# Orlando Culinary Academy or Valencia?



## waz (May 1, 2002)

I'm looking at attending culinary school. Have to stay in Orlando so my choices are Orlando Culinary Academy which is a CEC school afiliated with Le Cordon Bleu or Valencia a local community college. Both seem like great places to learn.

OCA is a lot more expensive
OCA has the Le Cordon Bleu program
I can finish sooner at OCA
As you can tell, I'm leaning towards OCA. I'm 40 and this will be a total career change. I'm a programmer by education and an entrepreneur at heart. Thanks to the Internet boom I can afford OCA. Not sure what I'm going to do when I get the degree. I just know I love cooking and want to continue to learn. I paid for college (the first go around) waiting tables so I've spent considerable time in restaurants, getting totally in the weeds, yelled at by the chef, and generally enjoying it all the same. Not quite the same as working in the kitchen but I'm not entering this having no clue what it's like.

I've read every post here I can find about culinary schools and expectations when graduating so I'm set there. Mainly just interested in folks thoughts about the OCA or community college route.


----------



## holydiver (Aug 9, 2000)

From what I know both are newer programs so that is kind of a minus as far as the length it would only be like 6 months difference and a big diff. in money but as you say you have the money so that is a plus at your age plus even though it is a new program there I think the LCB name would get you better placement cheers.......


----------



## chiffonade (Nov 29, 2001)

Isn't there some kind of Disney-related cooking academy that's been around for a while??


----------



## suzanne (May 26, 2001)

Waz, those two programs look VERY different. The Valencia one seems geared toward MANAGEMENT skills, based on a culinary foundation. OCA seems more straight culinary. Which do you want to do -- cook or manage? Your choice of outcome should dictate choice of school. Obviously, I don't know you, but from the way you describe yourself (age, work background), you might actually be happier with the training and future employment possibilities at Valencia. (We seem to be somewhat alike, so if you want to discuss this more, you can PM me.)

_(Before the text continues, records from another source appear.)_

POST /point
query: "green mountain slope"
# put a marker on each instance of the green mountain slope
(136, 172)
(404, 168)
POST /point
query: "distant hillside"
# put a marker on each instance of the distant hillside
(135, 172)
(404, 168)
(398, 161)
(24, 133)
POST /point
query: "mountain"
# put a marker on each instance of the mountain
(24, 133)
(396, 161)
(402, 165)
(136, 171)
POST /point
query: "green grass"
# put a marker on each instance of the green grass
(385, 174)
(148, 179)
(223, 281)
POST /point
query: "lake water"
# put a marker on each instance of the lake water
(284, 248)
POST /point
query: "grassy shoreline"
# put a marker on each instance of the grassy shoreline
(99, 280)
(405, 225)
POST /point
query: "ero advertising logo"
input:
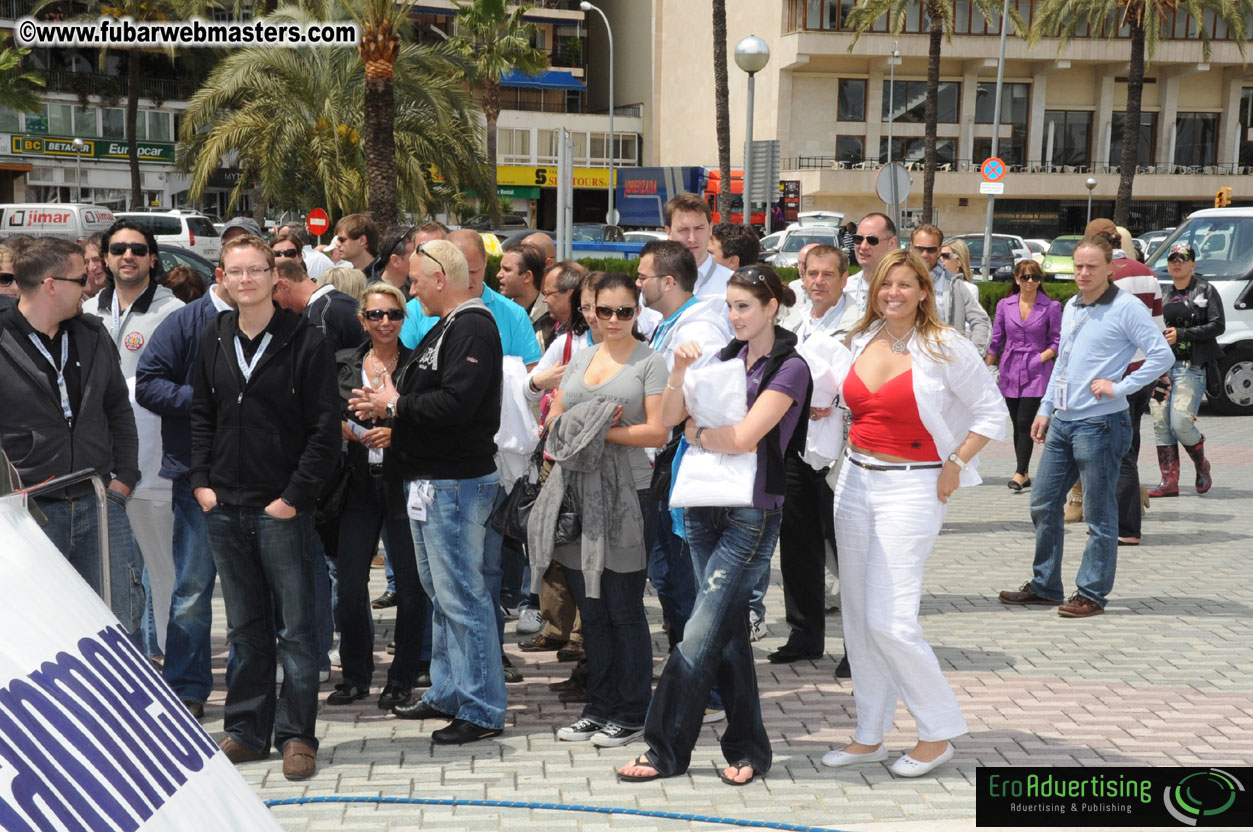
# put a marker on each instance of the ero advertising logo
(1113, 796)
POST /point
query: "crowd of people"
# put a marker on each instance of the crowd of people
(525, 450)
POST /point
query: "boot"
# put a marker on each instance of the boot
(1198, 457)
(1168, 460)
(1074, 511)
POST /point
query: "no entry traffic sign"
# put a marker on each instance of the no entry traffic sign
(317, 222)
(993, 169)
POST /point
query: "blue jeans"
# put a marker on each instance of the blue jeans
(191, 605)
(1175, 419)
(363, 519)
(73, 526)
(731, 549)
(1089, 450)
(456, 565)
(266, 566)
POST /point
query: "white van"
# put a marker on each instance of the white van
(187, 228)
(70, 221)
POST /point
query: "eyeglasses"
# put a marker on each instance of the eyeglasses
(256, 273)
(622, 312)
(379, 315)
(80, 281)
(118, 249)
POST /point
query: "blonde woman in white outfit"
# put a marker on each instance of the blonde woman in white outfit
(922, 405)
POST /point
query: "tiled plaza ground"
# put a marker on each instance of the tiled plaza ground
(1163, 678)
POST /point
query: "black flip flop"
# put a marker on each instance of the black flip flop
(738, 766)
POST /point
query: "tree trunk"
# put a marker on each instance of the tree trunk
(722, 113)
(929, 143)
(380, 145)
(133, 77)
(1132, 128)
(491, 112)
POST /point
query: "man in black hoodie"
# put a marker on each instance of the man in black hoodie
(265, 437)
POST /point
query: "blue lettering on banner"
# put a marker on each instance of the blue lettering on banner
(94, 741)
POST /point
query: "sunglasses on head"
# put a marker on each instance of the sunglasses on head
(379, 315)
(622, 312)
(118, 249)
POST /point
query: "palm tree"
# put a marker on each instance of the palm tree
(1140, 21)
(940, 18)
(18, 87)
(722, 112)
(293, 122)
(496, 40)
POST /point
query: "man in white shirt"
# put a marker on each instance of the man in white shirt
(688, 221)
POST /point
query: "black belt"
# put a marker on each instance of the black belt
(911, 466)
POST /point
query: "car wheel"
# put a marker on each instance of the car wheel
(1236, 372)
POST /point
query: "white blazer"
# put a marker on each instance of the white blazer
(954, 397)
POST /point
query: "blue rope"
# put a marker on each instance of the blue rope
(559, 807)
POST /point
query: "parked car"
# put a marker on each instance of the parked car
(183, 228)
(797, 238)
(1059, 262)
(1223, 241)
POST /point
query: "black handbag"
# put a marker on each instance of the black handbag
(513, 514)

Chiff -- I think those are just short, recreational classes they offer as a part of resort packages there.


----------



## waz (May 1, 2002)

Good point. I have the management skills, started a company and grew it to 50 employees. It's the cooking side I want to learn well.


----------



## suzanne (May 26, 2001)

Okay, but this is an industry that suffers mightily from the belief that it is totally unique, and that any skills gained elsewhere -- no matter how successful you were with them -- have NO VALUE here. The "not invented here" philosophy is dreadfully widespread. And as much as I don't like to admit it, there ARE a lot of management issues that are not found in many other businesses.

As long as you can stop yourself from saying, "Well, at the dot com we would handle this problem this way..." you'll be okay. And as long as you also keep your mouth shut when you are being managed badly by someone who doesn't know how. Remember, in a lot of places the ONLY answer is "Oui, Chef." To ANYONE.


----------